Hot Chocolate Could Help Boost Memory And Thinking Skills post image

60 people were given tests of memory and thinking skills after drinking this for 30 days.

Two cups of hot chocolate a day could help keep the brain healthy, a recent study finds.

The research involved 60 people whose average age was 73.

They were given tests of memory and thinking skills and the blood flow in their brains was measured.

Dr Farzaneh A. Sorond, the study’s first author, said:

“We’re learning more about blood flow in the brain and its effect on thinking skills.
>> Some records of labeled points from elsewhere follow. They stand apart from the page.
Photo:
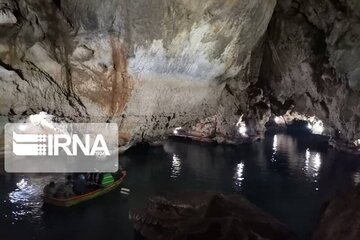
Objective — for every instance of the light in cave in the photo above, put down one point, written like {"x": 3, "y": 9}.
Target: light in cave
{"x": 176, "y": 130}
{"x": 279, "y": 120}
{"x": 316, "y": 126}
{"x": 175, "y": 166}
{"x": 242, "y": 127}
{"x": 42, "y": 119}
{"x": 238, "y": 177}
{"x": 312, "y": 164}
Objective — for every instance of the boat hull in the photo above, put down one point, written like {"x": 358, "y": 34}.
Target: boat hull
{"x": 85, "y": 197}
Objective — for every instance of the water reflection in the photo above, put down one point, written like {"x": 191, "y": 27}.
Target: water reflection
{"x": 238, "y": 176}
{"x": 356, "y": 178}
{"x": 175, "y": 166}
{"x": 26, "y": 199}
{"x": 275, "y": 145}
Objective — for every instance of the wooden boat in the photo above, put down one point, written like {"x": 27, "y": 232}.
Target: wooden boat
{"x": 85, "y": 197}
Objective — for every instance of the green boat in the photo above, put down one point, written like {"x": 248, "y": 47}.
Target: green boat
{"x": 85, "y": 197}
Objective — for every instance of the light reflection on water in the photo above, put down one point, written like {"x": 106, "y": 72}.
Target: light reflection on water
{"x": 356, "y": 178}
{"x": 312, "y": 164}
{"x": 175, "y": 166}
{"x": 238, "y": 176}
{"x": 26, "y": 199}
{"x": 285, "y": 187}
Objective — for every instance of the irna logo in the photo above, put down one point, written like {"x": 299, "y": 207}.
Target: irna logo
{"x": 61, "y": 147}
{"x": 53, "y": 144}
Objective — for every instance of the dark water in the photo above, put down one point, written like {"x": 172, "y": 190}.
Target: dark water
{"x": 283, "y": 175}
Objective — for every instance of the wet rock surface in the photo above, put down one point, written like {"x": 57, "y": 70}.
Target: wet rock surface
{"x": 205, "y": 215}
{"x": 152, "y": 66}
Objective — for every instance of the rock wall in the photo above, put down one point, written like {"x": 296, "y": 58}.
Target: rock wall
{"x": 311, "y": 63}
{"x": 152, "y": 66}
{"x": 149, "y": 66}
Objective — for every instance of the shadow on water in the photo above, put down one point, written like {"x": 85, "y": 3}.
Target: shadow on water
{"x": 289, "y": 177}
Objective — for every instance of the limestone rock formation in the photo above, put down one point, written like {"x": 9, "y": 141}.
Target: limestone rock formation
{"x": 311, "y": 61}
{"x": 340, "y": 219}
{"x": 152, "y": 66}
{"x": 149, "y": 66}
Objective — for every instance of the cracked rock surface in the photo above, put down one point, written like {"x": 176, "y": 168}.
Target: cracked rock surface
{"x": 152, "y": 66}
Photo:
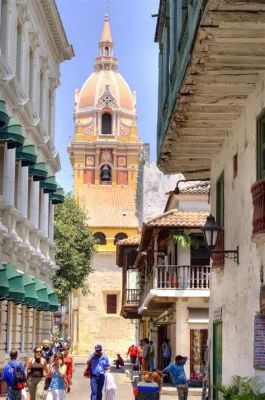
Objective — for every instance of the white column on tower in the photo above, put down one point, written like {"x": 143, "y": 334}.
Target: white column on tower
{"x": 34, "y": 204}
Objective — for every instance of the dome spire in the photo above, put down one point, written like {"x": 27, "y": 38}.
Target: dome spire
{"x": 106, "y": 44}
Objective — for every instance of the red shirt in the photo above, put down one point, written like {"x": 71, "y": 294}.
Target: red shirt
{"x": 132, "y": 351}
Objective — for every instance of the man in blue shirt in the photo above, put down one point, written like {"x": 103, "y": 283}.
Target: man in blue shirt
{"x": 8, "y": 376}
{"x": 178, "y": 376}
{"x": 98, "y": 363}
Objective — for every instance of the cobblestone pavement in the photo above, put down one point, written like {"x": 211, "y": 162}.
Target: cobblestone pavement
{"x": 81, "y": 386}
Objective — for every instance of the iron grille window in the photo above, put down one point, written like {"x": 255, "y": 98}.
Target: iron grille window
{"x": 111, "y": 304}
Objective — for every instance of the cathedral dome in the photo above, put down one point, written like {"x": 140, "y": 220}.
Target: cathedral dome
{"x": 95, "y": 87}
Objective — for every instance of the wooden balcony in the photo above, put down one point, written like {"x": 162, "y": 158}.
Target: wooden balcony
{"x": 132, "y": 302}
{"x": 258, "y": 199}
{"x": 218, "y": 260}
{"x": 166, "y": 283}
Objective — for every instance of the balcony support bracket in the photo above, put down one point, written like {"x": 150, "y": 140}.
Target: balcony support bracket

As different areas of the brain need more energy to complete their tasks, they also need greater blood flow.

This relationship, called neurovascular coupling, may play an important role in diseases such as Alzheimer’s.”

Half the people in the study were given hot cocoa rich in an antioxidant called flavanol.

The other half received flavanol-poor cocoa.

Both groups continued to have hot cocoa every day for two a month.

The results showed that people who had impaired blood flow in the brain improved after drinking the flavanol-rich cocoa.

People with impaired blood flow also improved on tests of memory and thinking skills.

There was no improvement for people with normal blood flow.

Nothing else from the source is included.